Haaland, come detto, è in quarantena in Norvegia con il resto della selezione e per la legge nazionale non potrebbe uscire dall’isolamento obbligatorio. I provvedimenti norvegesi molto stringenti quando si tratta di Covid-19, a differenza che nel resto d’Europa dove, se c’è un positivo e gli altri son negativi, si isola il positivo e gli altri giocano.

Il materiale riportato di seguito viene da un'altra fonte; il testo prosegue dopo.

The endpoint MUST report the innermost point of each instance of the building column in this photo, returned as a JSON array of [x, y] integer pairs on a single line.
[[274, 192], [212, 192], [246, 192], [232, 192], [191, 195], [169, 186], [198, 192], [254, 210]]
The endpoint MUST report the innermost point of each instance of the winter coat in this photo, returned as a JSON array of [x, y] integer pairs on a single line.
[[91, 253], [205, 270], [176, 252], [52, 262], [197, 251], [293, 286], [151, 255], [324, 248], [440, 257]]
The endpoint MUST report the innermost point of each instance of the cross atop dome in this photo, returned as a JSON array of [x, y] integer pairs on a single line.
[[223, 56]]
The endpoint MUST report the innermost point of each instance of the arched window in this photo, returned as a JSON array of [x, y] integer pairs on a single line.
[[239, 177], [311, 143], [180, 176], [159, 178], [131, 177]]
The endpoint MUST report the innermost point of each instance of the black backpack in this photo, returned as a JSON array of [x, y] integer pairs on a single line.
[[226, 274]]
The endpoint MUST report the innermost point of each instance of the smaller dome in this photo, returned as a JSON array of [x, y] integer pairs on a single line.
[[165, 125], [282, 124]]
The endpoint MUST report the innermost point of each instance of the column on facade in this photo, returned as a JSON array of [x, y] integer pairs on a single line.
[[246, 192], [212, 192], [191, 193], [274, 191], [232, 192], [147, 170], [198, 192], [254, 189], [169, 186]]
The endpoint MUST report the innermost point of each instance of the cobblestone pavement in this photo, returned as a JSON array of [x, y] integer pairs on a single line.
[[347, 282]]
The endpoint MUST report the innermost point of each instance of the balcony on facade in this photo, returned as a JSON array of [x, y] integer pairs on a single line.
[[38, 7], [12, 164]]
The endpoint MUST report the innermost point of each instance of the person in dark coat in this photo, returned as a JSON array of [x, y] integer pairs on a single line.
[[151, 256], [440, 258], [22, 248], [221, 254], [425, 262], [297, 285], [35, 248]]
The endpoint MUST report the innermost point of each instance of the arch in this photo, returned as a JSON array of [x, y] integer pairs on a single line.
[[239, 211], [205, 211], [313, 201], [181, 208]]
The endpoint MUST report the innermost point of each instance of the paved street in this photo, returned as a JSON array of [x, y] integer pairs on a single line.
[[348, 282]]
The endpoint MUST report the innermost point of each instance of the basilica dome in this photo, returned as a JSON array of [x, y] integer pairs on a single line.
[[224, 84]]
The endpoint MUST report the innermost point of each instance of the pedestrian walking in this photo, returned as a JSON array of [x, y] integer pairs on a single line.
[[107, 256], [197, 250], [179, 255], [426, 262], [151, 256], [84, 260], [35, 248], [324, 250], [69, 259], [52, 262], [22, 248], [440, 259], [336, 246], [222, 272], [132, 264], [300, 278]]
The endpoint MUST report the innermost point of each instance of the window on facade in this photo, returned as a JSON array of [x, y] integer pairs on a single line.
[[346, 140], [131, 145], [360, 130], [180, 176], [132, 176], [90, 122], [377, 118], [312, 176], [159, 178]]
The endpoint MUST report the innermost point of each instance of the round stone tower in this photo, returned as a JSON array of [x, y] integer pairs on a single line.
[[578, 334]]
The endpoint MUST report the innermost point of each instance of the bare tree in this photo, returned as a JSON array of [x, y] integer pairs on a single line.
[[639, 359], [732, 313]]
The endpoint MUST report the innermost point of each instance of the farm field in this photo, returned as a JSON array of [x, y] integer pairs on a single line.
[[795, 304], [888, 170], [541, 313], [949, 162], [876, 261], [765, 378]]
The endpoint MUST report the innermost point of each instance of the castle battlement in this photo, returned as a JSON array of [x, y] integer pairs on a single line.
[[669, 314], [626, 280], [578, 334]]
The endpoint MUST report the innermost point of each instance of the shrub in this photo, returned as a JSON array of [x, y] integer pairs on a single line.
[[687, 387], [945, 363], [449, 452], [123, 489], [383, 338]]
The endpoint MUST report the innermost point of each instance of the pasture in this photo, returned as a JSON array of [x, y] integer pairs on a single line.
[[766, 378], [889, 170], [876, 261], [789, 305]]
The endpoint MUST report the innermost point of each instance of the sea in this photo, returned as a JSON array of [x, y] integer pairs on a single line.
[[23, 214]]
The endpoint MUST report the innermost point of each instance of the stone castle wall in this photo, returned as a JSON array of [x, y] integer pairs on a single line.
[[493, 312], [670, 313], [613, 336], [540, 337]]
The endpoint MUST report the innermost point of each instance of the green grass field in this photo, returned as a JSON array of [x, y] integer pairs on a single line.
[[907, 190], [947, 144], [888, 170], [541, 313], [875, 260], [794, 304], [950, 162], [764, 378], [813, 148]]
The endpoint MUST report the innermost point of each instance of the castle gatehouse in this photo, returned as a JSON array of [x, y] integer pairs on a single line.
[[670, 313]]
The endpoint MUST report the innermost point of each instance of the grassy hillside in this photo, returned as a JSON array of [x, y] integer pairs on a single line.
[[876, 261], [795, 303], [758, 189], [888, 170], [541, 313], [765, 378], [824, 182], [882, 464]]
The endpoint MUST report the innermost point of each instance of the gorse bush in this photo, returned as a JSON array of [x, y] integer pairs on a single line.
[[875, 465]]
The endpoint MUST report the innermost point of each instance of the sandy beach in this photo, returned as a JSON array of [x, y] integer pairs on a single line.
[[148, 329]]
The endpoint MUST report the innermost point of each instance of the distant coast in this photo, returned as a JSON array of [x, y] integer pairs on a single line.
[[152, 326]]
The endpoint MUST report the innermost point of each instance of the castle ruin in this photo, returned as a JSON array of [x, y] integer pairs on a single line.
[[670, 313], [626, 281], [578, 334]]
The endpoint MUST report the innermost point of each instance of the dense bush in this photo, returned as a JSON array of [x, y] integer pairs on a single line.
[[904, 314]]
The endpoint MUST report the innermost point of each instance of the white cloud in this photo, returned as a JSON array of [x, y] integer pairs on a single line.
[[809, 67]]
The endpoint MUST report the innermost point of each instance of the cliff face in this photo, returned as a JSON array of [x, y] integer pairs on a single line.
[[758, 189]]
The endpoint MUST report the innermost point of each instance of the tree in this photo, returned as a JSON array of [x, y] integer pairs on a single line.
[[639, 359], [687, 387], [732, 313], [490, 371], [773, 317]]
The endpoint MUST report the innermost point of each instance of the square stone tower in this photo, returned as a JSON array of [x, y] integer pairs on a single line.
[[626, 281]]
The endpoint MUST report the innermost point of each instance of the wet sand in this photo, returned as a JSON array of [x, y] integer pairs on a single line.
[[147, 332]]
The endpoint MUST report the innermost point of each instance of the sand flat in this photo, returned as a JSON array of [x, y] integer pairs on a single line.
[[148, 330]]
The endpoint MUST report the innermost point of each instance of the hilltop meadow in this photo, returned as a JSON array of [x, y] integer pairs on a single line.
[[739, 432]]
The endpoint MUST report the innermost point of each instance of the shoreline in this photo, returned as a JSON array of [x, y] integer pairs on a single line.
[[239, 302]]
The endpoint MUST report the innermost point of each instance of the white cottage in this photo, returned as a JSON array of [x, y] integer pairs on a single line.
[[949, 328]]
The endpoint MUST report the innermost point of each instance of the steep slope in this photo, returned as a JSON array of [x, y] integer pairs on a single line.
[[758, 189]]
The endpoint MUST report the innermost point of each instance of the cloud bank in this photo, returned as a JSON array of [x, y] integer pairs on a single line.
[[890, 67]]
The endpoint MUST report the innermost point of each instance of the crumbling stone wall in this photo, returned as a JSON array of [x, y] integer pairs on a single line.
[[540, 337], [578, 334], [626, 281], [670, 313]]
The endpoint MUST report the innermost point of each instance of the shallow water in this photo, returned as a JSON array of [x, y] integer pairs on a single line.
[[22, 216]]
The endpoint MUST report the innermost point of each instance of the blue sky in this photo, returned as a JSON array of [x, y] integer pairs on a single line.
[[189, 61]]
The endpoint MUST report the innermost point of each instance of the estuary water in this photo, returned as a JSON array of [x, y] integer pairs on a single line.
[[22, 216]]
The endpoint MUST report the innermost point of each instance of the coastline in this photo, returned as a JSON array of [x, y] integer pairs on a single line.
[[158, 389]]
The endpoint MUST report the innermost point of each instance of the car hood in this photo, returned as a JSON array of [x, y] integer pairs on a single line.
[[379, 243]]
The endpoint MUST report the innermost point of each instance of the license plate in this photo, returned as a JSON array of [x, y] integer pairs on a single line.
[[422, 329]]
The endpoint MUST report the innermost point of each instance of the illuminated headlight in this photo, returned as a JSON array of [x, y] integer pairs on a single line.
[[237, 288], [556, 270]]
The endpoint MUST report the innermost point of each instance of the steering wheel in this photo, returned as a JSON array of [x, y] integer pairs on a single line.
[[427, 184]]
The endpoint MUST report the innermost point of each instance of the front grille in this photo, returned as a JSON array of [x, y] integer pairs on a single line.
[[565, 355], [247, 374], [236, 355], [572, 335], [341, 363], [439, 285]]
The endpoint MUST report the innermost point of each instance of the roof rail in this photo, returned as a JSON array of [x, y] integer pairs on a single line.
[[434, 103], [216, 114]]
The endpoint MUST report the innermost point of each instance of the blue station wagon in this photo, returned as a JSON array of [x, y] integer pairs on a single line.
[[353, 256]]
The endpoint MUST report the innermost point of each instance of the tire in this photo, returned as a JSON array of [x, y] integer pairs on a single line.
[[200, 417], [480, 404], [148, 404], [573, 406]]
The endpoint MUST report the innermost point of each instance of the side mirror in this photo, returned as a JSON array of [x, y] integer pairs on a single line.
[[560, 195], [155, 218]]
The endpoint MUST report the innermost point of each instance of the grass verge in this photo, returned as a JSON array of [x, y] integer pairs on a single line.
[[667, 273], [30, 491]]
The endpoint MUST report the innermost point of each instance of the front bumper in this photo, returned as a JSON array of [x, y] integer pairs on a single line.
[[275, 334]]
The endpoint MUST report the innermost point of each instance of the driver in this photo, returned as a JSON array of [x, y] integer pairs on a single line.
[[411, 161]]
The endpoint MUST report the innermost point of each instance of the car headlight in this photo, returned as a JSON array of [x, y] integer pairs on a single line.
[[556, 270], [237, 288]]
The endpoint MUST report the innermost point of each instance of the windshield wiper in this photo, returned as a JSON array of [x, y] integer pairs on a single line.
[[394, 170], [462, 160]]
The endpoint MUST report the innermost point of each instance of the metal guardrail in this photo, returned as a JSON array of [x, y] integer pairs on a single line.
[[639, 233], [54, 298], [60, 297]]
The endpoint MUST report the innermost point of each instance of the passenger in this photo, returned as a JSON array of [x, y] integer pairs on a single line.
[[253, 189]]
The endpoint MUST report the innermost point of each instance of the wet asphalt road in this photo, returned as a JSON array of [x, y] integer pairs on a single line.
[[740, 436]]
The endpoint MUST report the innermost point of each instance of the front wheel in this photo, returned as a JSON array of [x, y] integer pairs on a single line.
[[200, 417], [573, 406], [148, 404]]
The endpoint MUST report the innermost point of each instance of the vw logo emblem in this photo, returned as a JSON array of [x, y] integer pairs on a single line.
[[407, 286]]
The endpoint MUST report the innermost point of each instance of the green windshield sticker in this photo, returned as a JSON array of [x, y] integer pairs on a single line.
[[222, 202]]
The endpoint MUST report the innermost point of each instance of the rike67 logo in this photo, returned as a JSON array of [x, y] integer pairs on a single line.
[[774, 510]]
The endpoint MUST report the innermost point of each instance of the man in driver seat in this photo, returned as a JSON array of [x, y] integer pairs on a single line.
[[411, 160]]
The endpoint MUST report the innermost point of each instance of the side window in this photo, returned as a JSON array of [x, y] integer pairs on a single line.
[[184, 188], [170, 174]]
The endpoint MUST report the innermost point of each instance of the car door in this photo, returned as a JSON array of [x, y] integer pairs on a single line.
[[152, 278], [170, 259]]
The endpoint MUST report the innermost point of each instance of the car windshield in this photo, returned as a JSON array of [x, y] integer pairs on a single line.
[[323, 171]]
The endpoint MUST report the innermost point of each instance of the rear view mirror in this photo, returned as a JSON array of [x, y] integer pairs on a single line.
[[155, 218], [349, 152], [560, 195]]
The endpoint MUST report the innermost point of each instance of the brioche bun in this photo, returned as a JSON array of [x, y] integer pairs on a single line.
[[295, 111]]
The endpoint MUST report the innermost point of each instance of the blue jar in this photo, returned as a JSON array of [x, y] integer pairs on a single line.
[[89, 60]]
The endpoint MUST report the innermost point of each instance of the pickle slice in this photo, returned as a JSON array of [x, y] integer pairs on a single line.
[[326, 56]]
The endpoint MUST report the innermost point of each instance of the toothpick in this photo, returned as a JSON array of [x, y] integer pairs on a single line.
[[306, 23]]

La situazione non è molto chiara, al momento, per nessuno. Alcune fonti affermano che, se Haaland dovesse lasciare la Norvegia per tornare in Germania e giocare la partita tra Hertha Berlino e Borussia Dortmund, violando le normative vigenti nel suo paese sulla quarantena, rischierebbe anche una multa, che il quotidiano Ruhr Nachrichten ha quantificato in 2000 euro. Qualcun altro, invece, ha addirittura parlato anche di carcere.

Futuro

Secondo queste fonti, le leggi vigenti in Norvegia potrebbero essere applicate anche in Germania, quindi anche i club ne sarebbero responsabili. Il Borussia Dortmund ha espresso la propria posizione a, facendo capire d’essere piuttosto tranquillo. Secondo il club, se Haaland in Norvegia dovesse sostenere un altro test negativo – e sarebbe il terzo: dopo la positività di Elabdellaoui ne ha già sostenuti due, risultando sempre negativo – potrebbe regolarmente tornare al lavoro in Germania, come previsto dalle leggi tedesche. Ovviamente questo facendo anche chiarezza e concordando tutto anche con la politica, sia norvegese che tedesca. Onde evitare incidenti diplomatici di cui nessuno sente il bisogno.